Benefits and risks of investing in commercial property

Lease length

The lease length in the UK is longer than
in Europe or the US. The typical length of an office lease in London, for example, is between 10 and 15 years. The average length of office leases across the UK is around eight years.10
Residential properties generally have leases of 6-12 months. This means that investing in commercial property offers more security as you benefit from a set level of income for a specific (and long) period of time.

Direct commercial property investment

The risk is spread across several different properties that are directly owned by the investment fund. If one property is empty, and therefore not earning rent, others within the fund will still be generating income.
You will benefit from an annual return from rent, and when you cash in the investment, you can hope to get the sum you initially invested plus the growth in value of all the properties within the fund.

Benefits

– Rental income can be secure when compared with other asset classes. This is due to the long lease lengths, and the fact that there is less risk of default than with residential properties. – Rental incomes will increase every year by at least the rate of inflation. – You don’t have to deal with property management, as the fund manager has to do that. It’s their responsibility to get tenants, negotiate lease lengths and invest in prime property.

Risks
– Commercial property markets are slow moving. – Buying or selling property can take months, and fast access to your investment in the fund is unlikely. – There is a little-known lock out clause that can stop property fund investors getting their money out under ‘exceptional circumstances’. This caught a number of investors out during the financial crisis in 2007/8. The FCA rules that property funds are allowed to suspend trading for 28 days to sell properties and therefore raise enough cash to pay investors who want to reclaim their investment. They can repeat this 28 day stay of execution until they have enough money to pay out. This can last up to 12 months.

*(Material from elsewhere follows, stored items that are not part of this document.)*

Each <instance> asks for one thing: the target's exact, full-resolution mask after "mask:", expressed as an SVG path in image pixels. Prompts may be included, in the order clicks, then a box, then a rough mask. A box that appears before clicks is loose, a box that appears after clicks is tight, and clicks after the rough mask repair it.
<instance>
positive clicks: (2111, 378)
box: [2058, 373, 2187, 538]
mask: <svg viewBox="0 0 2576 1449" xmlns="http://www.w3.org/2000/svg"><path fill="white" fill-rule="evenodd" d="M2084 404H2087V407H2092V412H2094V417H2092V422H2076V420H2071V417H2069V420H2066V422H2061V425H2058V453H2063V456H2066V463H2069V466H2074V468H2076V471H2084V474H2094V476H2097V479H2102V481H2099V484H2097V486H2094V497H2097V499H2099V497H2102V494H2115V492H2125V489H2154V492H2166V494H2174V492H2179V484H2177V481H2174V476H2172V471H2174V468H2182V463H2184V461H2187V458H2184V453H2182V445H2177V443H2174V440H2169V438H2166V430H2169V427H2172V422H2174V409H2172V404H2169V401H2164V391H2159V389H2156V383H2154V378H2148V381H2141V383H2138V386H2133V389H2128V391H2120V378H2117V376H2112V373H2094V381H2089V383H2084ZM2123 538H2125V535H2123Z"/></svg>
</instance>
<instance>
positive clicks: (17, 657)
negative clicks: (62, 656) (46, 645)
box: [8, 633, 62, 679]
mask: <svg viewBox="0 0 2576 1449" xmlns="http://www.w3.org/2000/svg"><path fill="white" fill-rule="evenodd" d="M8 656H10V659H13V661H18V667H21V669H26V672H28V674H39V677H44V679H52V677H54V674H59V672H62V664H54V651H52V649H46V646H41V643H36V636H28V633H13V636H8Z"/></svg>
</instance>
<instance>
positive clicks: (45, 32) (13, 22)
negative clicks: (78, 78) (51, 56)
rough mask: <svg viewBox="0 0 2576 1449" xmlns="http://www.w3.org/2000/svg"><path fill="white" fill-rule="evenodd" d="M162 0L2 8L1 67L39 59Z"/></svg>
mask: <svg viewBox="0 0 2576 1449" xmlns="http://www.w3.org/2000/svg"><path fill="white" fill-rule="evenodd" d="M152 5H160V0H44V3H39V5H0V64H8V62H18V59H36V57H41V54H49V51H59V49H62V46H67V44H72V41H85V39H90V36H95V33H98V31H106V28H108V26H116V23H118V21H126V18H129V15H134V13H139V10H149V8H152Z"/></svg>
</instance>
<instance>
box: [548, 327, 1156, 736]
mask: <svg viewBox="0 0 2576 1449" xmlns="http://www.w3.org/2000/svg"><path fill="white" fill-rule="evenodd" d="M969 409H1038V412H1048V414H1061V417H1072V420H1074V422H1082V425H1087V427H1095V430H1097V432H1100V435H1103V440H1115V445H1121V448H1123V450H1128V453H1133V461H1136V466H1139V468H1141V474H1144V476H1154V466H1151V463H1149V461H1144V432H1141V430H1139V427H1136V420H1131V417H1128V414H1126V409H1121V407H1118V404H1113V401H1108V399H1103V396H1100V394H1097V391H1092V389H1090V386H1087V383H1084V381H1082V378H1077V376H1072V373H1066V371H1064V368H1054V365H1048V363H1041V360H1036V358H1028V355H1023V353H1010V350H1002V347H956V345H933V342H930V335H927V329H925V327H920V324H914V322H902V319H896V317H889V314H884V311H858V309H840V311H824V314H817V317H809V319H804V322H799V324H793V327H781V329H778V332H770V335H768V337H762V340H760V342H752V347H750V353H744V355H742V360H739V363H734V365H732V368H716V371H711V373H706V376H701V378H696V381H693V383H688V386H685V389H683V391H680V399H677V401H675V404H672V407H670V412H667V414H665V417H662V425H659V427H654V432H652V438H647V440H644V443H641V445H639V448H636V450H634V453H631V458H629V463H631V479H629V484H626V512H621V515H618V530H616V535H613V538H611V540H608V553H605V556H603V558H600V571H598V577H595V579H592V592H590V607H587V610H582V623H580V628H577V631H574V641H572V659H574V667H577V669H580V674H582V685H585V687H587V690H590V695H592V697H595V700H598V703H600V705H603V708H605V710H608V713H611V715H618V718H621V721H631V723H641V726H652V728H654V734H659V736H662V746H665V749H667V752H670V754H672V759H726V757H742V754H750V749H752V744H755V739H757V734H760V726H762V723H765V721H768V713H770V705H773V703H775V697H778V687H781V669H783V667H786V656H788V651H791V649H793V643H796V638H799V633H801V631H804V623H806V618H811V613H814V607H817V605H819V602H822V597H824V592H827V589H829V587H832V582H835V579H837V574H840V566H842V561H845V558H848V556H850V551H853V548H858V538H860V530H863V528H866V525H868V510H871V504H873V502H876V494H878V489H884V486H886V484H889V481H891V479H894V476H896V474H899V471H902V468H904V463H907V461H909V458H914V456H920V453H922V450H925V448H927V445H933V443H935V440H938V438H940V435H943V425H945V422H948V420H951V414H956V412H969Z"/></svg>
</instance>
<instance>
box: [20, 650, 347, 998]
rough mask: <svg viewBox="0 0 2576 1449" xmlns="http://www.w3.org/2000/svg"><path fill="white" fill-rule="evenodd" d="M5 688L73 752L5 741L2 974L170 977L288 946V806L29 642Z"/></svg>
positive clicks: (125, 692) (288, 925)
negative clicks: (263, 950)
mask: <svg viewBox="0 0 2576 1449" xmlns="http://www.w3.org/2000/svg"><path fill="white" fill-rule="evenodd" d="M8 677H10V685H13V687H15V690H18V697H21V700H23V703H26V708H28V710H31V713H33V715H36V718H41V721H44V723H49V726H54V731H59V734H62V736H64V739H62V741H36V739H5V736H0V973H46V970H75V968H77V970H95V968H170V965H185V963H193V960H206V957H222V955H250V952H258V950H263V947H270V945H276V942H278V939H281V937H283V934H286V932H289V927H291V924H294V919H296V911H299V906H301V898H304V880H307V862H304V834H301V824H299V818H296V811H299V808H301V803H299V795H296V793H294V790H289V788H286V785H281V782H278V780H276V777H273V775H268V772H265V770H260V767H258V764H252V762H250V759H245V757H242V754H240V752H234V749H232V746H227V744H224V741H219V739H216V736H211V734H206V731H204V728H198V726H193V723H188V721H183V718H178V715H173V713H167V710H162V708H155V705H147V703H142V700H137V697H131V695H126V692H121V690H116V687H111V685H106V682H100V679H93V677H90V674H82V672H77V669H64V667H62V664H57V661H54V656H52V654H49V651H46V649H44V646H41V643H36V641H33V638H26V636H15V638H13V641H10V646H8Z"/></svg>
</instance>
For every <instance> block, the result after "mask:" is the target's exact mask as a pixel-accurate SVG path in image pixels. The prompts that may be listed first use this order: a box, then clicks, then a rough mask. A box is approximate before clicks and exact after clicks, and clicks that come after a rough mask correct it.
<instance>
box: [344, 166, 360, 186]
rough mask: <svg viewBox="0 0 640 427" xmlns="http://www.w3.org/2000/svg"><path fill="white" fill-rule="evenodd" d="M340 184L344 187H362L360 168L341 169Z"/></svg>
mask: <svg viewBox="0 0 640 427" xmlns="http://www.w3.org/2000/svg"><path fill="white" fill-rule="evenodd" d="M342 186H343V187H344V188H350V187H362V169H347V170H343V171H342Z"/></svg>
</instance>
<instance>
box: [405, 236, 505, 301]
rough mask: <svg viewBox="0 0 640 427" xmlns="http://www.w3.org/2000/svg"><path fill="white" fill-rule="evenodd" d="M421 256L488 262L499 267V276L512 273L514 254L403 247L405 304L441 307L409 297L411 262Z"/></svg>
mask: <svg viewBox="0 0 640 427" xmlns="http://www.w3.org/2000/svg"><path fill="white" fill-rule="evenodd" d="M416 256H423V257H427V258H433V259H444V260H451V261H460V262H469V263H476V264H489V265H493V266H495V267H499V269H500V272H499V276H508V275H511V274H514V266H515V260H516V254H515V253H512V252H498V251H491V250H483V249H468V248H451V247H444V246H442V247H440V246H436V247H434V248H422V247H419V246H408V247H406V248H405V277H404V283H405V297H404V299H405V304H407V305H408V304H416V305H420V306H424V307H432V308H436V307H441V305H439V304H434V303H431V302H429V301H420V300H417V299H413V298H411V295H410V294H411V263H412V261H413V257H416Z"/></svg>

Indirect commercial property funds

Usually in the form of unit trusts and OEICs, these funds buy shares in property investment companies.

Benefits
– As these shares are listed on the stock exchange and traded daily, they don’t have the liquidity problems mentioned above. Therefore, you can move funds in and out freely. – More than 80% of the property companies mentioned above are REITs and, as such, have more tax benefits than other listed property companies. – REITs don’t have to pay corporation tax on their assets as long as 90% of the profits are aid out to shareholders.
Risks
– The volatility of investing on the stock market is always a risk.

Property investment trusts

These pool your money to buy property company shares and property.
The main difference between REITs and property investment trusts is that they’re treated like any other company. That means tax on dividends is 7.5% for Basic Rate payers on anything over £5,000, for the tax year 2016-2017.
Many property investment trusts use different strategies to boost the money they can put into a property beyond your investment. An example of this is ‘gearing’, which allows these companies to borrow money to boost the investment. This is good news in a rising market as you can gain more, but it can also increase losses. What should you be aware of?
If you’re considering investing in commercial property, then you need to be aware of:

• Diversification.

• Volatility.

• Liquidity.

While property funds can be less subject to volatility than other assets, direct property funds are less fluid. This is because you are trying to sell an actual, physical property. It can be particularly difficult to sell during a market crash.
There can be times where there are fewer buyers than sellers. In these cases, fund managers can switch from ‘offer’ (highest) to ‘mid’ or ‘bid’ pricing (lower), which reduces the value of the fund by around 6%. At worst, the fund can be closed so that no purchases or redemptions can take place.
Investors in commercial property funds must ensure they take a diversified approach. Holding a portfolio with a good and varied spread of industrial, office and retail can mitigate many sector-specific risks.
The ideal number of properties a fund should hold is around 40. Any fewer then the investor could be taking a bigger risk due to potential tenancy issues.
Location and how the property will be managed is extremely important when it comes to investing in commercial property. Ensure you are well advised to minimise risk.